A few days ago, I ran across this article by Dmitri Nesteruk. In his article, he compared the performance between C# and C++ in matrix multiplication. From the data he provided, matrix multiplication using C# is two to three times slower than using C++ in comparable situations.

Even though a lot of optimizations have been done in the .Net runtime to make it more efficient, it is apparent that scientific programming still favors C and C++ because that the performance advantage is huge.

In this article, I will examine some matrix multiplication algorithms that are commonly used and illustrate the efficiencies of the various methods. All the tests are done using C++ only and matrices size ranging from 500×500 to 2000×2000. When the matrix sizes are small (e.g. <50), you can pretty much use any matrix multiplication algorithms without observing any significant performance differences. This is largely due to the fact that the typical stable matrix multiplication algorithms are O(n^3) and sometimes array operation overheads outweigh the benefit of algorithm efficiencies. But for matrices of larger dimensions, the efficiency of the multiplication algorithm becomes extremely important.

Since Dmitri’s article has already captured pretty detailed data using the standard matrix multiplication algorithm, I will not repeat his findings in this article. What I intended to show was the performance data of uBLAS, OpenMP, cBLAS and MATLAB.
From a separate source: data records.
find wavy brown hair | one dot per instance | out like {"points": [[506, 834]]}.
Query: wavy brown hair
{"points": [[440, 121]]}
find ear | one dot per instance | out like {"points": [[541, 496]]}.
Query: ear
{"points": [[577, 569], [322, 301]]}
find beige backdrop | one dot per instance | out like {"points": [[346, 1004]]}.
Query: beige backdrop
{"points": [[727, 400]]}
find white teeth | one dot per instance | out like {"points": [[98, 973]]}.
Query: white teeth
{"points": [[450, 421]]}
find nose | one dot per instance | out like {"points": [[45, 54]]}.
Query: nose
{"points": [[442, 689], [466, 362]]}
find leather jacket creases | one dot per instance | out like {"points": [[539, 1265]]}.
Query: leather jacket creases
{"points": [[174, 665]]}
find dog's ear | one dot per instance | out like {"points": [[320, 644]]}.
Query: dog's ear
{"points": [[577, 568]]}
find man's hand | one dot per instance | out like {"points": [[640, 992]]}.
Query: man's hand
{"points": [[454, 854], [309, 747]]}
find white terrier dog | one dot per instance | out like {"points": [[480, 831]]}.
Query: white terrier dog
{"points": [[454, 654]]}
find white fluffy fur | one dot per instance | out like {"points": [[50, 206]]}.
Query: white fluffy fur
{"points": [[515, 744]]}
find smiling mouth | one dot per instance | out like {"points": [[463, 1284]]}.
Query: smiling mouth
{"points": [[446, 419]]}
The following sample code are compiled under Ubuntu 8.10 64 bit (kernel 2.6.24.23) on Intel Q9450@3.2GHz.

#### Standard Matrix Multiplication (Single Threaded)

This is our reference code. Later on, I will only show the critical portion of the code and not repeat the common portion of code that initializes/finalizes the arrays. Similarly, the timing method used is also the same across all the tests and will be omitted later on.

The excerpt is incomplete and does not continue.